Contemplate with Art:

  • As you look at the art, what draws your attention? 

  • Where do you find yourself in the scene? How do you feel as you witness this event?

  • Reflect on the call to bear witness.

Embodied Response:

Light a candle.

The Spirit of God fills us with a sense of belonging to the family of God, purpose and significance in mission, and security and protection for the work at hand. 

Talk with God about your sense of security, belonging, purpose as you bear witness to the life of Christ and participate in His kingdom.
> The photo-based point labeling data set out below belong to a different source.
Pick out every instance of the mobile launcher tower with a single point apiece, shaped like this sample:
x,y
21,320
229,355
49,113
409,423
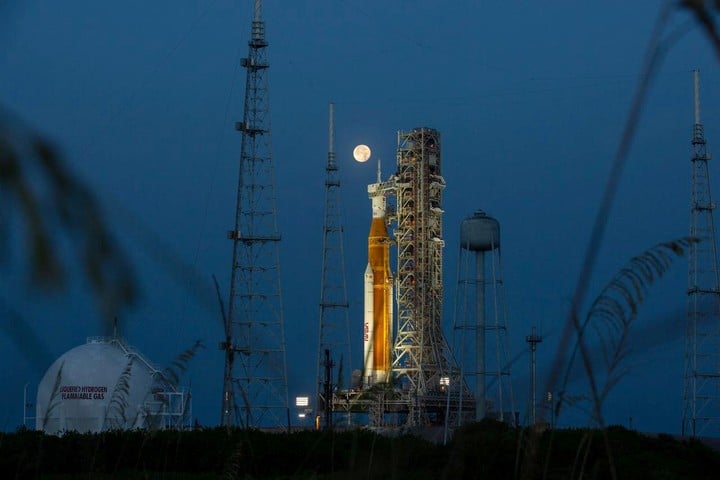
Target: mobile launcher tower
x,y
409,376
Almighty and ever-watchful God, Lord of the heavens above and the earth below.
Your Divine Goodness created us in love from every region of North and CentralAmerica:

from Fond du Lac and Topeka
Orange Walk and Dangriga
Denver and New Orleans
Merida and Arnold
St. Louis and Kansas City

Your Divine Wisdom placed us in the chaos and darkness of the twentieth century as:

poets and singers
engineers and schoolmasters
scholars and pastors
tailors and gardeners
builders and administrators
artists and lovers.

Your Divine Providence called us into the company of your son Jesus,

Therefore, we devote all our energies to your Divine Majesty

to bring order into our world, to make it fertile, and to bless it.

We pledge you the hours of our lives and the use of our deaths

through our King and Good Brother, Jesus.